Мне хватает секунды, чтобы впечатать его затылком в стену. Кор хватает меня за руку и выворачивает запястье:

– Эй‑эй, полегче, братан. Не хочу запачкать кровью свою новую рубашку. Твоей кровью.

Я чувствую, что придется накладывать фиксирующую повязку на запястье. Я зол, как дьявол, но пытаюсь держать себя в руках. Хотя бы ради матери, которая последние три дня провела, стоя на лестнице и украшая дом.

– Фильтруй базар, Кор, и оставь мою девушку в покое.

– У тебя нет девушки, бро, – ухмыляется Кор.

Я мысленно посылаю его к чертям, сжимаю кулаки в карманах и направляюсь к дому, оставив брата позади.

– И все‑таки! – говорит мне в спину Кор. – Какая жалость, что из‑за выходки твоей бывшей ты теперь начисто лишен энтузиазма исследовать Инсанью. Я не знаю явления более загадочного. То, что любовь может выключать чувство голода и нарушать сон, – кого этим удивишь? То, что она может гасить инстинкт самосохранения, – это уже поинтересней, но, к сожалению, ты это уже доказал.

Я сжимаю зубы.

– Но я нашел кое‑что еще, – подходит ко мне Кор. – Я наткнулся на свидетельства того, что любовь вызывает еще множество забавных отклонений, целое непаханое поле для экспериментов. Я покопался в прошлом этого боксеришки. И нашел любопытную деталь. Он поколачивал свою жену. Но она, эта Линда, не уходила от него. Нет, она могла уйти в любой момент, никто не держал ее прикованной к батарее. В средствах и поклонниках тоже не нуждалась: была востребованной фотомоделью.

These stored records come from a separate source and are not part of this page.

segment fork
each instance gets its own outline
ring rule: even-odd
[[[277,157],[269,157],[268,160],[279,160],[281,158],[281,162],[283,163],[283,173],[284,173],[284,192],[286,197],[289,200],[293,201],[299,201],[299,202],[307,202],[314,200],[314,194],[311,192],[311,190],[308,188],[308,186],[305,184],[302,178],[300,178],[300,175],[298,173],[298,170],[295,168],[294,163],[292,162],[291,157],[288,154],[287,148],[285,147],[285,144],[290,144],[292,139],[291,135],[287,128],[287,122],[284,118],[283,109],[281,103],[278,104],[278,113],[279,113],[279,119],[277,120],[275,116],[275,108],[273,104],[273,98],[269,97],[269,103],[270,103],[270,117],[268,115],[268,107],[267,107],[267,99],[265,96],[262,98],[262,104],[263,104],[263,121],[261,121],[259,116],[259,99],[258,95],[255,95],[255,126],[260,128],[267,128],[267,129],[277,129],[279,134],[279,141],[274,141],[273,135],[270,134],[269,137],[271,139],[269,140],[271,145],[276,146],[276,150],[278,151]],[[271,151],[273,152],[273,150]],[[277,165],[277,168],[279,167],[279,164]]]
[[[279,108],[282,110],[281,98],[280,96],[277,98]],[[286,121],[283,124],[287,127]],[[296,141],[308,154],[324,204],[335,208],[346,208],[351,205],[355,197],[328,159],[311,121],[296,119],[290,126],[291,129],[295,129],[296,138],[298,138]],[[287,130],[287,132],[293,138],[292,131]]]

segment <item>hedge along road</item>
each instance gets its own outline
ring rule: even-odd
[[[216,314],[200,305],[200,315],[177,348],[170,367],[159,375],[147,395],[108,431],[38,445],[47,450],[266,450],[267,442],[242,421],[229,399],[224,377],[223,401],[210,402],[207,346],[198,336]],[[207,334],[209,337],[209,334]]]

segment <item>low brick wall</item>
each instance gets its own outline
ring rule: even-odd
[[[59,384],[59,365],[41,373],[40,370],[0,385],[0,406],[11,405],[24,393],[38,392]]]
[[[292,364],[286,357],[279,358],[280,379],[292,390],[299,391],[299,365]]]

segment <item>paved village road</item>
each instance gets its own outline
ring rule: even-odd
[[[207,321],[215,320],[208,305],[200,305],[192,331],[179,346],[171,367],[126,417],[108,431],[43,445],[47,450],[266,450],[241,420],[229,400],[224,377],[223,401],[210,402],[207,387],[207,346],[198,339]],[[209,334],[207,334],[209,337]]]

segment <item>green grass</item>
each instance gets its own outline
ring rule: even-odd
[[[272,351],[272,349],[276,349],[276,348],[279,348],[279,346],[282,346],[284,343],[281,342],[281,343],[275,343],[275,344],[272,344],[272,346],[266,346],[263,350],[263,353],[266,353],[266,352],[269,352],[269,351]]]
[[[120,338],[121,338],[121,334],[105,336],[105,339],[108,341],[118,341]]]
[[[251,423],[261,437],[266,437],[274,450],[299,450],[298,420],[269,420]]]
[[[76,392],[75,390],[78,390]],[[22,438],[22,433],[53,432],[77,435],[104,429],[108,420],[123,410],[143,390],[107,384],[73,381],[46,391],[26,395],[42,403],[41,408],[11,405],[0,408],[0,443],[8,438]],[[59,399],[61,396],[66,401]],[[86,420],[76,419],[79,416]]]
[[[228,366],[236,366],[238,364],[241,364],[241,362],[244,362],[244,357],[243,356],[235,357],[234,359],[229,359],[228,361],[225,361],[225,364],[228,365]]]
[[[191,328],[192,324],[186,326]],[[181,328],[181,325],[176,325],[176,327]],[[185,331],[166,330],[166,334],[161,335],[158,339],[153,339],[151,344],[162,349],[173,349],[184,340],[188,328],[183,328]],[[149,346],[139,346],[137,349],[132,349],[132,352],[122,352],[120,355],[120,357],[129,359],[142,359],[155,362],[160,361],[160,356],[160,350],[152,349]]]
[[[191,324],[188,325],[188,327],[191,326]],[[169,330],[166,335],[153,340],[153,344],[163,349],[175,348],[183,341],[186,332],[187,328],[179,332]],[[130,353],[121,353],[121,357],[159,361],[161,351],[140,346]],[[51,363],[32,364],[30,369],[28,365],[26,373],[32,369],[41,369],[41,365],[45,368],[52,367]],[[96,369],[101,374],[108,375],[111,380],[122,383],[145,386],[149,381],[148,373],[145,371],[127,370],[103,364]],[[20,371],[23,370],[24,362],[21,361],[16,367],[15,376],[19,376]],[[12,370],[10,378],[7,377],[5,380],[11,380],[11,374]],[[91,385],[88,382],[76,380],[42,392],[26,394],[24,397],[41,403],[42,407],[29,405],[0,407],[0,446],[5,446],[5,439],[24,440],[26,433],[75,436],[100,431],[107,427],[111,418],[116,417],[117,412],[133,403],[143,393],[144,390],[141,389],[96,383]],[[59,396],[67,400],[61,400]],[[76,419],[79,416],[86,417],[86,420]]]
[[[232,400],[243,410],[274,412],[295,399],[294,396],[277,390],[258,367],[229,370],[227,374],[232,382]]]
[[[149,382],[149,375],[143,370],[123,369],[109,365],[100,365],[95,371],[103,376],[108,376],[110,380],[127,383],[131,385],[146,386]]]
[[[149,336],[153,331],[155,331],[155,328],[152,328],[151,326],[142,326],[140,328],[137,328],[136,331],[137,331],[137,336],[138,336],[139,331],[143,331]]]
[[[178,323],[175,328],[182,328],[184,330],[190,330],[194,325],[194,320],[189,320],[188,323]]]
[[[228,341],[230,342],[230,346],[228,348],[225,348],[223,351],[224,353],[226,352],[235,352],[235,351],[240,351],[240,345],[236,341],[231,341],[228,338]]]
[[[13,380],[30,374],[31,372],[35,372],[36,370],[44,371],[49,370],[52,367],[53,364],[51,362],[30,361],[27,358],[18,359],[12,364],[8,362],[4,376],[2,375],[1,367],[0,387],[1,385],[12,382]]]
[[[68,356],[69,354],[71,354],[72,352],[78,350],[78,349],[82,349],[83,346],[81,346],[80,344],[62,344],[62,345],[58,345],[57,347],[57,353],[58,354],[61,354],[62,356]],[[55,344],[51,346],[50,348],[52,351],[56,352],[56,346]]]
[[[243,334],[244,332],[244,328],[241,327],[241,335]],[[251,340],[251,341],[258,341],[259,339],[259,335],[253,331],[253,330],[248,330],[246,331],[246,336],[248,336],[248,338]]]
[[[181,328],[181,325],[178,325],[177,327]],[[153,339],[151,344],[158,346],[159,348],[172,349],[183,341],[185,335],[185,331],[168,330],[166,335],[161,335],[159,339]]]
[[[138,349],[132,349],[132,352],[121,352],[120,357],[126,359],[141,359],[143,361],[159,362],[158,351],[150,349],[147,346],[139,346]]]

Шантажа тоже не было, я проверил. Но она не уходила! Это так заинтриговало меня, не описать словами. Ну представь, он бил ее! Он выбивал ей зубы, насиловал, оскорблял. Мои остаточные реакции не дадут соврать. Любой нормальный человек всадил бы ему нож в глазницу после первого же покушения! А эта чокнутая продолжала делить с ним одну крышу! Мистика?! Я вышел из реабилитации, отыскал ее (в психушке, между прочим) и задал вопрос, почему. Почему она, Линда, делала это? Почему она все это от якобы‑меня терпела? И знаешь, что она сказала? Ты не поверишь. Она сказала мне: «Потому что любила тебя».

Кор откидывает голову и гогочет так, что с веток начинают опадать хлопья снега.

– Вот она, любовь в действии! Ты только представь! Заставить разумное существо воспринимать насилие и жестокость как должное, как нечто допустимое! Это почище самоубийства от любовной депрессии. Но это не все. Оказывается, – заговорщицки подмигивает Кор, – Инсанья может выключать у своих жертв материнский инстинкт. Шесть абортов! Шесть абортов от мужа‑психопата – и хоть бы хны!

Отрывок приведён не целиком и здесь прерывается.